At first glance, fleece looks a lot like flannel. It’s a soft fabric, napped on one or both sides. It comes in a variety of solid colors and printed patterns and can be used for loungewear and children’s wear – although you’re not going to see a guy in a fleece suit any time soon – not unless you’re at a very niche event.
Big deal, who cares, right? You should care!
Because it’s made from polyester, fleece can be much warmer to wear than cotton flannel. It’s cheaper, too. Lightweight polyester fleece is about $3 a yard. The thick heavy stuff – stuff you want to wrap yourself up in before braving the snow outside – is more like $10 or $12 a yard. There’s also a class of fleece known as “performance” fleece, which has greater insulating properties and more tensile strength than regular fleece. As the name suggests, it’s used for garments that are going to get worn harder than your everyday hoodie – performance and athletic wear. Go figure, it costs more.
There’s also a variety called minky fleece. Minky is a marketing adjective used to indicate a longer-than-normal pile to the fabric.

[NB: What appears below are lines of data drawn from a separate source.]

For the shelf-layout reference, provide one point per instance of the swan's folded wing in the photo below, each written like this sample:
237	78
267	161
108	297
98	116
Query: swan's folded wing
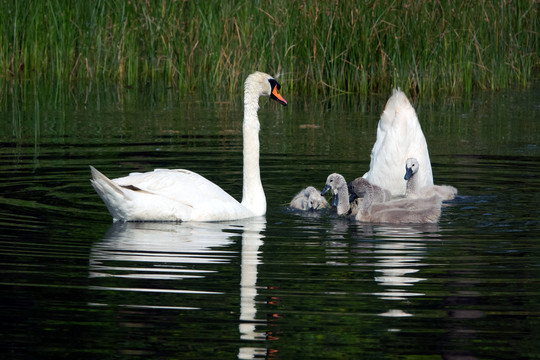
179	185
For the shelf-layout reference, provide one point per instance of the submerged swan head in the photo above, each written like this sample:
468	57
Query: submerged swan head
261	84
411	168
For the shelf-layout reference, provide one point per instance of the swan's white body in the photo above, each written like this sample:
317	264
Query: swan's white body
445	192
309	199
182	195
399	137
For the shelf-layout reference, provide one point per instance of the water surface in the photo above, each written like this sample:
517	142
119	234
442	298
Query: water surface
288	285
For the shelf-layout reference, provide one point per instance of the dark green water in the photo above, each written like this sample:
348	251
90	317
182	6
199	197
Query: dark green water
290	285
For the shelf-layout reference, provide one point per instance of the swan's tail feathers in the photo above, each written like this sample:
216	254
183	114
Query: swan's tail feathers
111	193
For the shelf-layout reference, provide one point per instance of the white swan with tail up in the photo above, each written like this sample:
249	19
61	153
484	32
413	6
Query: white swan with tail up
182	195
399	137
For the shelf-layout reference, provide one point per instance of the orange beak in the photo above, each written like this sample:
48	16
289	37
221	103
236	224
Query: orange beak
277	96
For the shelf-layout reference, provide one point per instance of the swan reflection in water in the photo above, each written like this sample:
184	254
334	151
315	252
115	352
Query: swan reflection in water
150	252
398	261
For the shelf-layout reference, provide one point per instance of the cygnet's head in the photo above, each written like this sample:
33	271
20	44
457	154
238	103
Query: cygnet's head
263	84
313	200
411	168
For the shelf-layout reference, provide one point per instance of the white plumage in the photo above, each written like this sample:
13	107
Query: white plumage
399	137
182	195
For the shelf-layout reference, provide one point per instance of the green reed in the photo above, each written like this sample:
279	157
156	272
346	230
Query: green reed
320	48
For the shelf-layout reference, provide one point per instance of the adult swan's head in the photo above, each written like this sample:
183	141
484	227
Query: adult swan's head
182	195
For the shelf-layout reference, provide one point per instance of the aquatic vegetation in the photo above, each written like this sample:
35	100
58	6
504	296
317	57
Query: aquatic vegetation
320	48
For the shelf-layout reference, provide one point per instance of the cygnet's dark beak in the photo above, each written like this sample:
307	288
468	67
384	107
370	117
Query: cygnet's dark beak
325	189
408	173
335	200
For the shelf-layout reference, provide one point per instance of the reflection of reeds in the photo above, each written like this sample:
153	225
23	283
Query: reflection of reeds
320	47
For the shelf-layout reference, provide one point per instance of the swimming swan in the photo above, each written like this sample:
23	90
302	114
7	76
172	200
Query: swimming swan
399	211
358	187
309	199
399	136
340	194
182	195
446	192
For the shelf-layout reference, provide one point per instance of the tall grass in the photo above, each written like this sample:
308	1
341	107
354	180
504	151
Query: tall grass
320	47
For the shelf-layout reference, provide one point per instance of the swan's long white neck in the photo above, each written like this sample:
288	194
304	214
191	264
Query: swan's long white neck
253	193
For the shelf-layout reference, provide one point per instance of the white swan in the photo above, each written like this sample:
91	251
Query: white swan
400	211
446	192
399	136
309	199
182	195
340	194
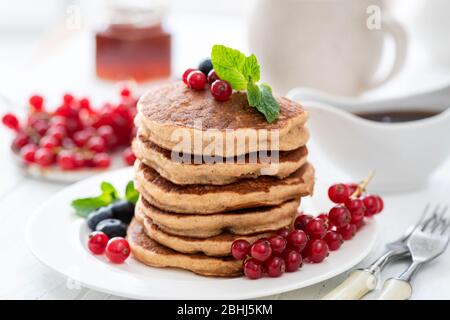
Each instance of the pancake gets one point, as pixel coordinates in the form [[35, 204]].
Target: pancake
[[172, 110], [153, 254], [242, 222], [206, 199], [216, 246], [224, 171]]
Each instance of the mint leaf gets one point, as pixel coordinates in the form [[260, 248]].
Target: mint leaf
[[131, 193], [108, 189], [228, 64], [84, 206], [253, 94], [243, 73], [268, 106], [251, 69]]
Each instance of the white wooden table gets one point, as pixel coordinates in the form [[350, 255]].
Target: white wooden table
[[22, 275]]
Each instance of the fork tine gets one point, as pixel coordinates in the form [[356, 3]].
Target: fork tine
[[420, 222], [430, 223]]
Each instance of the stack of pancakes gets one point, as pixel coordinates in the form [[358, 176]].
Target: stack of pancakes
[[198, 195]]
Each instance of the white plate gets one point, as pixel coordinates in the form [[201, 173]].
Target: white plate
[[57, 237]]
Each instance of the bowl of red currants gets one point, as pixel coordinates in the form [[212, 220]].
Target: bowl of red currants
[[73, 140]]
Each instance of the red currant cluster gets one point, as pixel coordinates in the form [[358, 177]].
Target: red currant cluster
[[116, 249], [312, 237], [196, 79], [75, 135]]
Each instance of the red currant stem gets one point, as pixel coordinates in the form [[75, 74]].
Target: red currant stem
[[363, 185]]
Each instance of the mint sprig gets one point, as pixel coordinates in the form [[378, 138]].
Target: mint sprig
[[84, 206], [243, 73]]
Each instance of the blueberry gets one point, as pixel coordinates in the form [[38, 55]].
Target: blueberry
[[205, 66], [95, 217], [123, 210], [112, 228]]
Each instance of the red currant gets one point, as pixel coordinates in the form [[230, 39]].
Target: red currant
[[107, 134], [324, 217], [372, 205], [348, 231], [297, 240], [301, 221], [334, 240], [128, 156], [125, 92], [96, 144], [196, 80], [352, 187], [359, 225], [58, 121], [293, 260], [261, 250], [67, 160], [49, 142], [283, 232], [44, 157], [380, 203], [316, 228], [278, 243], [68, 98], [212, 76], [41, 126], [101, 160], [28, 153], [37, 102], [80, 138], [186, 74], [11, 121], [240, 249], [221, 90], [253, 269], [338, 193], [20, 141], [275, 266], [339, 216], [316, 251], [356, 208], [97, 242], [117, 250], [85, 104], [57, 132]]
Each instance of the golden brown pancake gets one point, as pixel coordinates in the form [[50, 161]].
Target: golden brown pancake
[[153, 254], [172, 110], [206, 199], [240, 222], [216, 246], [224, 171]]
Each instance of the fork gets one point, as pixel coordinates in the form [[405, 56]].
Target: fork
[[362, 281], [425, 244]]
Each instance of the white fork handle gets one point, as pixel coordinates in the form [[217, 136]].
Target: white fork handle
[[358, 284], [395, 289]]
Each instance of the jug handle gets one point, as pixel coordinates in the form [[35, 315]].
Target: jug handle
[[398, 33]]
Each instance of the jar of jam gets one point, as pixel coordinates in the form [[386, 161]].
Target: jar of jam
[[132, 43]]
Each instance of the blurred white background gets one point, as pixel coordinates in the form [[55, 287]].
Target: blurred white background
[[38, 51]]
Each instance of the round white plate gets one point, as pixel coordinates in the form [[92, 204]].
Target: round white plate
[[57, 237]]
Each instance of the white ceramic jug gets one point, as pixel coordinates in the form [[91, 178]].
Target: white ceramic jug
[[327, 45]]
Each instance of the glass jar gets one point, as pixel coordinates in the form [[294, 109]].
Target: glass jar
[[132, 43]]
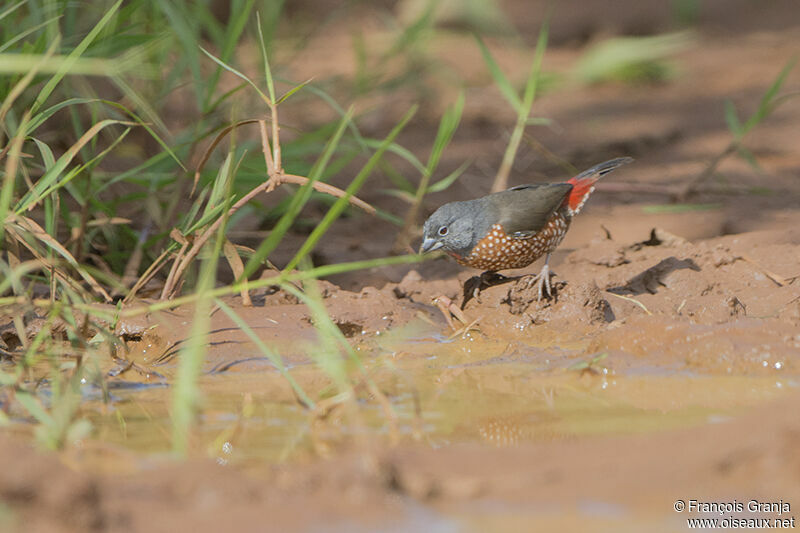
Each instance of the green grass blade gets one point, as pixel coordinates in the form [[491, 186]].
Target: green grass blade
[[293, 90], [298, 201], [337, 208], [265, 58], [237, 73], [398, 150], [68, 63], [51, 177], [732, 119], [447, 127], [20, 36], [240, 14], [445, 182], [766, 106]]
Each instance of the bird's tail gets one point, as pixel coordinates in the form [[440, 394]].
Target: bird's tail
[[583, 183]]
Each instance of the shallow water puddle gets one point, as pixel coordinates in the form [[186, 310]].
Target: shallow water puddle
[[443, 392]]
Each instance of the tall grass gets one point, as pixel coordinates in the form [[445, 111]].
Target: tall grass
[[68, 240]]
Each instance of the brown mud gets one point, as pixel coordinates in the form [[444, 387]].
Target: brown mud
[[666, 367]]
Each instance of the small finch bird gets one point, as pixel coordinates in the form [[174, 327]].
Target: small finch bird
[[512, 228]]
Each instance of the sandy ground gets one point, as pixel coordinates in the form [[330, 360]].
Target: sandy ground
[[666, 367]]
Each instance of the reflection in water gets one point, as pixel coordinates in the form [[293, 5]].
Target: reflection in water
[[466, 390]]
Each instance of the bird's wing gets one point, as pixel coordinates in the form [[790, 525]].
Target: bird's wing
[[524, 210]]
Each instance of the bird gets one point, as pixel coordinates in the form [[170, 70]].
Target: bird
[[512, 228]]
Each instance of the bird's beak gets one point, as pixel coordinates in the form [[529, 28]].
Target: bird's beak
[[429, 245]]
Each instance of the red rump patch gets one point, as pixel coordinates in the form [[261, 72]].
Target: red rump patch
[[581, 189]]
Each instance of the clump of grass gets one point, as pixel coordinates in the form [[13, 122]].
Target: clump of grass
[[521, 105], [447, 127], [631, 59], [54, 226], [770, 101]]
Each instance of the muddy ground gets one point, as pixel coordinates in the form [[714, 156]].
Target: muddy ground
[[666, 367]]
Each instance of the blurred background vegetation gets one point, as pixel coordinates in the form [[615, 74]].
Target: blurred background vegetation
[[138, 136]]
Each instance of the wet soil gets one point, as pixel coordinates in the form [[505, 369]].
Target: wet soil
[[666, 367]]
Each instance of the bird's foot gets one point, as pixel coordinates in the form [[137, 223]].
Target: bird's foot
[[542, 279], [474, 285]]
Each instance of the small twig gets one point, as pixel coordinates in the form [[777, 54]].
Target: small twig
[[633, 301], [271, 168]]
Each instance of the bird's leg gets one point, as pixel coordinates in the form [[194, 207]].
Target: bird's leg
[[543, 278], [474, 285]]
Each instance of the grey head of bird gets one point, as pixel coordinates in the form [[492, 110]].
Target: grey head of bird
[[454, 227]]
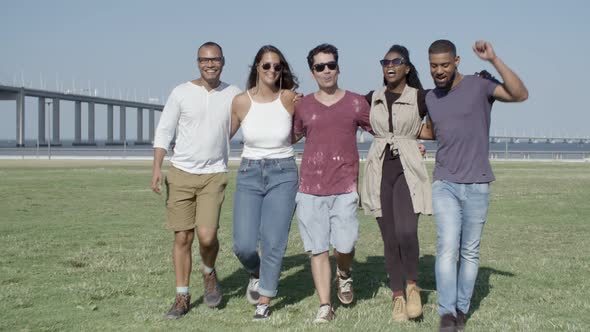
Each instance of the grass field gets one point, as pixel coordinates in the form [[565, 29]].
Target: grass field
[[82, 247]]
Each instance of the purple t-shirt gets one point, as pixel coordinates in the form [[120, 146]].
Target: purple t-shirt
[[461, 120], [330, 162]]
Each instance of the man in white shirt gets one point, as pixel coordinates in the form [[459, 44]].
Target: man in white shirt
[[199, 112]]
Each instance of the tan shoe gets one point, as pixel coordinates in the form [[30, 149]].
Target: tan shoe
[[399, 309], [414, 306], [344, 289]]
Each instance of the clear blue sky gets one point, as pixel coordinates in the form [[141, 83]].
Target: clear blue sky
[[136, 47]]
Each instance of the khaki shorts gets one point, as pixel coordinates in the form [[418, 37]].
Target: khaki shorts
[[194, 200]]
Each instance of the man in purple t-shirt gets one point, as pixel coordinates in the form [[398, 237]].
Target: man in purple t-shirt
[[460, 108], [327, 199]]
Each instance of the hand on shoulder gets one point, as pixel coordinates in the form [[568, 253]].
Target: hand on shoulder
[[240, 104]]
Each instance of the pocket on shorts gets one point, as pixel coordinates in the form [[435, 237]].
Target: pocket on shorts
[[482, 188], [167, 185]]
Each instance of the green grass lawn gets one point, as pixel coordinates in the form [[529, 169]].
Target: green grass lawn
[[83, 247]]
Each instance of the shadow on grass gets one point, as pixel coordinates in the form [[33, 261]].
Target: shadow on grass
[[294, 287], [427, 281], [368, 276]]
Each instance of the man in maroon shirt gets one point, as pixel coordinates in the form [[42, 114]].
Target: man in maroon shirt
[[327, 199]]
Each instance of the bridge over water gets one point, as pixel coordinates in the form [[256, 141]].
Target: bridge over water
[[55, 99]]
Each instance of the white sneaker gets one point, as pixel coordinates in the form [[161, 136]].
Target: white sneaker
[[252, 294], [262, 312]]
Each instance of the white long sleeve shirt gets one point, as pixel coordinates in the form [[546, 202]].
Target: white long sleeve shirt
[[201, 119]]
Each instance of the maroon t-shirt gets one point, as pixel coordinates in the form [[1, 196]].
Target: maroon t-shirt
[[330, 162]]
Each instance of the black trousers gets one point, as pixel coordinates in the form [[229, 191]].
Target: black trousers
[[398, 224]]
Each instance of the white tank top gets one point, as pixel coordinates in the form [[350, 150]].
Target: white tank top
[[267, 130]]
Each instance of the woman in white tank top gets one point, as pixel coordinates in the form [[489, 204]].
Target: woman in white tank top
[[267, 179]]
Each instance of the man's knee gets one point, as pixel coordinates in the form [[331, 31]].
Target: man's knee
[[207, 238], [184, 238]]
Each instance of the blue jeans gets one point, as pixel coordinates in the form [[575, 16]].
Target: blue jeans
[[264, 203], [460, 212]]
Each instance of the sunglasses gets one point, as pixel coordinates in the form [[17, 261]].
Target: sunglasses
[[395, 62], [332, 65], [277, 66]]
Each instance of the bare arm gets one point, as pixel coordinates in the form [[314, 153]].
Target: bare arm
[[159, 154], [513, 89], [238, 107]]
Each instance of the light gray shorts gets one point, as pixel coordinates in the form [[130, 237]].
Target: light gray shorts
[[328, 220]]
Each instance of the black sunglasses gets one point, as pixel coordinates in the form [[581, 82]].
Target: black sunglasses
[[395, 62], [277, 66], [321, 66]]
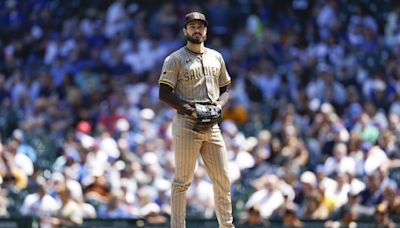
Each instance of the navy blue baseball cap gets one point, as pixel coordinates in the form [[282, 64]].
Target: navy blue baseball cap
[[195, 16]]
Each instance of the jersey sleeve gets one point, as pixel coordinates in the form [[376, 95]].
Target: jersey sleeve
[[224, 77], [170, 71]]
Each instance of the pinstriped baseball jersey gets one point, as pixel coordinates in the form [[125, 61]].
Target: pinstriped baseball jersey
[[195, 77]]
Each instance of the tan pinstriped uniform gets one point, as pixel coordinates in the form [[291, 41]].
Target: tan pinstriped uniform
[[197, 78]]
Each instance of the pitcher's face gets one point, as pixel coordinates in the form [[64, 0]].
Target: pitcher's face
[[195, 32]]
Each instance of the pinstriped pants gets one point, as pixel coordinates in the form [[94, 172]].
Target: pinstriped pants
[[211, 146]]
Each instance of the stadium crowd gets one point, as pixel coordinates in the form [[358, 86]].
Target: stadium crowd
[[312, 126]]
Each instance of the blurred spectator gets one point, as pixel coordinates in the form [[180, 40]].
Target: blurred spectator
[[382, 218], [69, 213], [313, 207], [39, 203], [290, 219], [315, 100]]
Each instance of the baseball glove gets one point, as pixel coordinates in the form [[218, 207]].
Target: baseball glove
[[207, 116]]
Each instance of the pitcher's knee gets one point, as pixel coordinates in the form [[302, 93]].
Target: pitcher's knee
[[180, 186]]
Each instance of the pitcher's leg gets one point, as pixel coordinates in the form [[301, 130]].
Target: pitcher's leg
[[187, 146], [215, 160]]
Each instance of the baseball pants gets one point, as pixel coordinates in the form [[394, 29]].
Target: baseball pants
[[211, 146]]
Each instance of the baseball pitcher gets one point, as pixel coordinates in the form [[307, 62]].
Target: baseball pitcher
[[194, 81]]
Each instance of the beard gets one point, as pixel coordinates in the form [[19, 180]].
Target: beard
[[196, 39]]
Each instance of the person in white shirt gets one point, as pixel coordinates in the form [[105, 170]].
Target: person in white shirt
[[339, 162], [267, 199], [39, 203]]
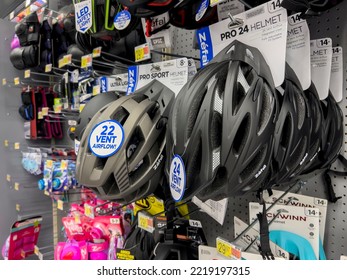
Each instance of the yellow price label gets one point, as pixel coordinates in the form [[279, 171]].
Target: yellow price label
[[49, 163], [86, 61], [61, 63], [227, 249], [27, 74], [44, 111], [48, 68], [60, 204], [97, 52], [96, 90]]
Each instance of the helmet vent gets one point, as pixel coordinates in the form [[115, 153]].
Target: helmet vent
[[241, 136], [301, 107], [266, 109], [256, 165], [194, 110]]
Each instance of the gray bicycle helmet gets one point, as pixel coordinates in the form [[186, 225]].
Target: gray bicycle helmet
[[222, 125], [136, 170]]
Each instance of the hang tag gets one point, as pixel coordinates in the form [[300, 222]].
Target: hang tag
[[117, 82], [191, 68], [263, 27], [202, 9], [145, 222], [215, 209], [122, 20], [298, 49], [321, 60], [48, 68], [172, 73], [232, 7], [83, 16], [142, 52], [228, 249], [161, 39], [250, 235], [336, 77]]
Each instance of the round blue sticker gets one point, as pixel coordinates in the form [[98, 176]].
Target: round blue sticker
[[177, 178], [202, 10], [106, 138], [122, 20]]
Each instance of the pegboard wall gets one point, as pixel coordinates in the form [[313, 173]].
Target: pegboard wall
[[333, 24]]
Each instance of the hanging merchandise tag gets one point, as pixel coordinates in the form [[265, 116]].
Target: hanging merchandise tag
[[161, 39], [97, 52], [172, 73], [122, 20], [27, 74], [87, 61], [106, 138], [215, 209], [48, 68], [202, 9], [228, 249], [302, 201], [232, 7], [142, 52], [145, 222], [298, 49], [321, 60], [301, 221], [83, 16], [336, 77], [263, 27], [250, 235], [177, 178], [191, 68], [96, 90], [117, 82]]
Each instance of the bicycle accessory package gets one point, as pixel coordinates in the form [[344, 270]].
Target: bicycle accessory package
[[292, 132], [229, 110], [148, 8], [136, 169], [183, 15]]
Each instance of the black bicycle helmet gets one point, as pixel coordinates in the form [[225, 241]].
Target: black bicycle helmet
[[332, 134], [222, 125], [136, 170], [148, 8], [183, 15], [90, 109], [292, 133], [314, 105]]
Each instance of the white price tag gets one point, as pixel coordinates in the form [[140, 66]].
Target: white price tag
[[321, 60]]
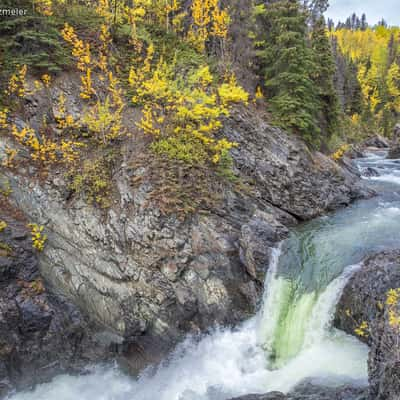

Minky fleece is popular for children’s blankets and stuffed toys. It’s very suitable for snuggling.
Fleece is warm. Fleece can be very warm. If you’re going to make a mascot suit from fleece, or something else that’s all encompassing, have a strategy for keeping cool while you’re in it. Conventions are usually overheated and stuffy at the best of times, and you don’t want to get heatstroke.
Fleece is a bit of an odd duck, environmentally. It can be made from recycled plastic bottles – yay! That’s great! That kind of fleece is usually sold under the name PET fleece and some sellers will mention its recycled origins as a selling point. But fleece made from plastic bottles cannot be recycled after you’re done with it. Yeah, believe it or not, fabric can be and is recycled. For instance, rayon yarn can be made from other fabrics that have been shredded and subjected to certain chemical treatments. As global resources become more scarce, fabric recycling is growing in popularity.
PET fleece doesn’t break down in the landfill. It’s kind of the Hostess Twinkie of fabrics. For that reason, alone, I’m reluctant to use it in my projects.
But, that said, it’s cheap, it’s colorful and oh boy, it’s popular. It doesn’t ravel and it’s easy to cut, so that makes it easy to sew. Well, relatively easy. One pitfall to watch out for is that it can be quite stretchy on the bias – when pulled on the diagonal. If you’re using a pattern and it warns you to “stabilize” a curved edge by sewing or fusing something to the wrong side, follow the directions and do as your told, lest your neckline or whatever stretches out and becomes all wonky.
The heavier weights can be challenging because of their bulk. With bulkier fleece, break out your rolling foot and lengthen your stitch.
All fleeces have a nap to them, to one degree or another – just like velvet. If you’re using a pattern to cut a garment, use the “with nap” layout.
Because fleece is fuzzy – sometimes very fuzzy – it can ‘pill’ with wear. To minimize that, wash it in cold water – machine or by hand – and only put it in the dryer on low. You don’t want to iron this stuff at all, you’ll crush the fuzz – possibly even melt it!
Because fleece is a knit you’ll want to use a ball-pointed needle and polyester thread.